Люди делятся на две неравные части — на тех, кто имеет имя, фамилию, возраст, пол и профессию, и тех, кто не мыслит себя вне коллективного тела. Этих, последних, разумеется больше. Но последнее слово всегда за первыми. Добровольный отказ от персональных признаков — серьезная экзистенциальная проблема. Я знал даму настолько подавленную величием своего мужа-писателя, что она, знакомясь с кем-нибудь, всякий раз, не называя своего имени, представлялась как «жена писателя такого-то». Однажды какой-то не очень вежливый шутник поинтересовался: «Ну, это понятно, а что вы делаете днем?»
Действительно интересно, что «делают днем» все те, кто никогда ничего не говорит от собственного имени. Только от имени страны, только от имени поколения, только от имени народа. Похоже, что ничего они днем не делают.
С теми, кто якобы знает о том, что «народ хочет», а чего «народ не хочет», говорить решительно не о чем.
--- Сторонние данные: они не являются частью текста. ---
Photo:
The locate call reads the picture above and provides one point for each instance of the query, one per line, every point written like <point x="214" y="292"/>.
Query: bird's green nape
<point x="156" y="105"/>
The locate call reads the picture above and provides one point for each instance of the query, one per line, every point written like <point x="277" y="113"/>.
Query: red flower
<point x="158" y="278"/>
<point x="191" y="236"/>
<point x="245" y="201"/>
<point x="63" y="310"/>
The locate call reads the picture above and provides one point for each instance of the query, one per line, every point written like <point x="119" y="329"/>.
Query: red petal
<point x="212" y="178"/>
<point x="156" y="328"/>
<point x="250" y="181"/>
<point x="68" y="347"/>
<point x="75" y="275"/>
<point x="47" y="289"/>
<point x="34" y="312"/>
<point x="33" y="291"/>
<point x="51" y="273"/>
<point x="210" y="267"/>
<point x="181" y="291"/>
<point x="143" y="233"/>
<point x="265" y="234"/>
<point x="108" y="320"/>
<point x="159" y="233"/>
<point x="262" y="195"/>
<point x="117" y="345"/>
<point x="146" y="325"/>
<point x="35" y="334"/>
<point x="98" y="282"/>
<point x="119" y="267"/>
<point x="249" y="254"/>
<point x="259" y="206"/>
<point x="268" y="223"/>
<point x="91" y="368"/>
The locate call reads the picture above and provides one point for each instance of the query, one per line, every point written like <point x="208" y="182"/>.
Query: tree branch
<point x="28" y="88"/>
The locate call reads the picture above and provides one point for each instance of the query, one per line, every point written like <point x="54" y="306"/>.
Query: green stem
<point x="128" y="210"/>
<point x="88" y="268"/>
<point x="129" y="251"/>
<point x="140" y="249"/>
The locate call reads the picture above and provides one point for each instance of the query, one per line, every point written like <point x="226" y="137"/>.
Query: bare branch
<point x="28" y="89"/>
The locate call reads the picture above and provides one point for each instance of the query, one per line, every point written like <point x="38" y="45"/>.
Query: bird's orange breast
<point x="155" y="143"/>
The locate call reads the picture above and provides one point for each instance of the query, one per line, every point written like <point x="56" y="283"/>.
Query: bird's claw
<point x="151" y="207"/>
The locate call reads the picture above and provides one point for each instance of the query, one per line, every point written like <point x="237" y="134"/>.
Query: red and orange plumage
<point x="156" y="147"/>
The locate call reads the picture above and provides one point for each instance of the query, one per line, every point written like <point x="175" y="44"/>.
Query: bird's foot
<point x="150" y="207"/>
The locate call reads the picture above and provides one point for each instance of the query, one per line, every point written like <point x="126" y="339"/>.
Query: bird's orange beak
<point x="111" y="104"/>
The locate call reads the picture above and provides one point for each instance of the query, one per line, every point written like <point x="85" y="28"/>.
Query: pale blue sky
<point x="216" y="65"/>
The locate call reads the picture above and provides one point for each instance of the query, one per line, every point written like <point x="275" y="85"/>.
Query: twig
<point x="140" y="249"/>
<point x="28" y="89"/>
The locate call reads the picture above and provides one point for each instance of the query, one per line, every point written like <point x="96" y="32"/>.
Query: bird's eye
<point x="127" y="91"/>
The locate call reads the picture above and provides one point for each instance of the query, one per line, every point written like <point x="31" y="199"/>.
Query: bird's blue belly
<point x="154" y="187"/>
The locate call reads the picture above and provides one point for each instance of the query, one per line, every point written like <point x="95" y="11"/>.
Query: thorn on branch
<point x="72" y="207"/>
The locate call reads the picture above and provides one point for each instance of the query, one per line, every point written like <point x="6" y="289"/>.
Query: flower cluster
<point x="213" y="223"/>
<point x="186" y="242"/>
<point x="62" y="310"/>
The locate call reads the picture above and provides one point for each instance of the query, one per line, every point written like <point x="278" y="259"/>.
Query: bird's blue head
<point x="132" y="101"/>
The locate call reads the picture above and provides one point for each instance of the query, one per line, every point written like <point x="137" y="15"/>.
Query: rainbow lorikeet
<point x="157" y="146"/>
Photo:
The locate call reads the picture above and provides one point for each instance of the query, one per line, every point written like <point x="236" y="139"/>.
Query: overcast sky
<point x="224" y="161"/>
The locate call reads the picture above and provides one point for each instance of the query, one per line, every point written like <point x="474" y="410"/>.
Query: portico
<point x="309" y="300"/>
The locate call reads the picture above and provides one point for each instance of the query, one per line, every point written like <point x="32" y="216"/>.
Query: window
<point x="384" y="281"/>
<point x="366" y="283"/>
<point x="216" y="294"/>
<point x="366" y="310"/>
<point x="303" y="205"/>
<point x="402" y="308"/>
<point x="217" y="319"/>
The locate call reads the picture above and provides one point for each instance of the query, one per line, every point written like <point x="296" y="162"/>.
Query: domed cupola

Не знаю, кто как, но я предпочитаю разговаривать и спорить не с «народами», а с людьми. Да, согласен, в нашей стране много, может быть, слишком много людей, для которых такие понятия, как «свобода» или «личное достоинство», суть пустые звуки или, пуще того, вредоносный импорт. Ну и что с того? Историю же все равно делают не они. Историю не могут делать те, кто отрицает саму историю. Историю движет деятельное творческое меньшинство. Это медицинский, как говорится, факт. И никакие «народы» ровным счетом ничего тут не решают. Решает все только внутренний выбор каждого из нас.
Не будем, друзья, употреблять бессмысленных слов. Не надо мыслить ничего не означающими категориями. Пусть ими пользуются жрецы идеологического фронта — они иначе не умеют. Людей же для них нет, для них есть только безличный «народ», который раз в четыре года переименовывается в «электорат».